Bear Markets 1871 to Date: Duration and Magnitude by GREENBACKD
This week I’ve examined the course of bear markets from 1871 to date (really to March 2009, the end of the last bear market). This post is part 2 of last week’s post about the duration and magnitude of all bull market periods in U.S. stocks since 1871, which used the S&P 500 price series from Shiller’s publicly available database and the method adopted by Butler|Philbrick|Gordillo and Associates’ post What the Bull Giveth, the Bear Taketh Away. A bear market is defined as a drop in prices of at least 20 percent from any peak, and which lasted at least 3 months. A bull market was defined as a rise of at least 50 percent from the bear market low, over a period lasting at least 6 months.
Chart 1 and Table 1 describe every bear market since 1871 in the S&P, including duration and magnitude information.

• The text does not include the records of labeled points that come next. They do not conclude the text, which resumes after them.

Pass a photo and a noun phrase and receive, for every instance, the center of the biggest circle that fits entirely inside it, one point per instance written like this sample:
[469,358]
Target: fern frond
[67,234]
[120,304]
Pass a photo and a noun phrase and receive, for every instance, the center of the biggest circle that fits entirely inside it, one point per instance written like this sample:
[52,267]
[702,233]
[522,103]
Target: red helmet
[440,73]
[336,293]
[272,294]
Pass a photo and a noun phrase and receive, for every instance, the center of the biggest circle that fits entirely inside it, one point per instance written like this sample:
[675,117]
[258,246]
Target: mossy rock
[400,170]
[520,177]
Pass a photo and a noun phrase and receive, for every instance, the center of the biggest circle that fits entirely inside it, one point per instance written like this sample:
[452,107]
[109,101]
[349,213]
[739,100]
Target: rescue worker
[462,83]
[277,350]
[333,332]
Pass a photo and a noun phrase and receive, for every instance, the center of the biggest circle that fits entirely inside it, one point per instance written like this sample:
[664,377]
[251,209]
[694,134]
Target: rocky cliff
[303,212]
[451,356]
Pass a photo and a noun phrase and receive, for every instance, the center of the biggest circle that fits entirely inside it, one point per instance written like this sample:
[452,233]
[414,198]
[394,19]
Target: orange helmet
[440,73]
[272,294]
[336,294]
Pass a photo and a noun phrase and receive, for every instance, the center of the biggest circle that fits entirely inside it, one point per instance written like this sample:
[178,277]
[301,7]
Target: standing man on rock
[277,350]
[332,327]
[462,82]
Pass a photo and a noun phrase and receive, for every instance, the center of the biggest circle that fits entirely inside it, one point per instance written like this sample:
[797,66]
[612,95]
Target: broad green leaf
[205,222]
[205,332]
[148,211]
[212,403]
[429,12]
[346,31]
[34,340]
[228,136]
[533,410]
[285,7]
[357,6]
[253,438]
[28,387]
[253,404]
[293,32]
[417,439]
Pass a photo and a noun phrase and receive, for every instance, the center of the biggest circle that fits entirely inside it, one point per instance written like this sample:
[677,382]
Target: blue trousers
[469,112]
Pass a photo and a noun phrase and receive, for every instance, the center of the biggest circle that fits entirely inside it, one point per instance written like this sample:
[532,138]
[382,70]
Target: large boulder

Chart 1. Bear Markets since 1871
Table 1. Bear Markets since 1871 – Statistics
The average bear market lasts 43 months–about 3 1/2 years–and wipes out 37 percent of the market’s gains. Butler et al. point out that a drop of this magnitude requires a gain of about 60 percent to break even. The average bull market since 1871 has gained 182 percent, so the first third of the bull is simply making back losses from the bear. If we could figure out a reliable means to avoid bear markets we could pocket all of that gain, but, as far as I am aware, none has every been found. Timing mechanisms based on valuation don’t work, and neither do timing mechanisms based on price action. Most timing mechanisms generate too many false positives–signals to exit when no bear eventuates–and so increase trading costs and tax events. Bear markets and volatility are simply the cost of doing business in the market.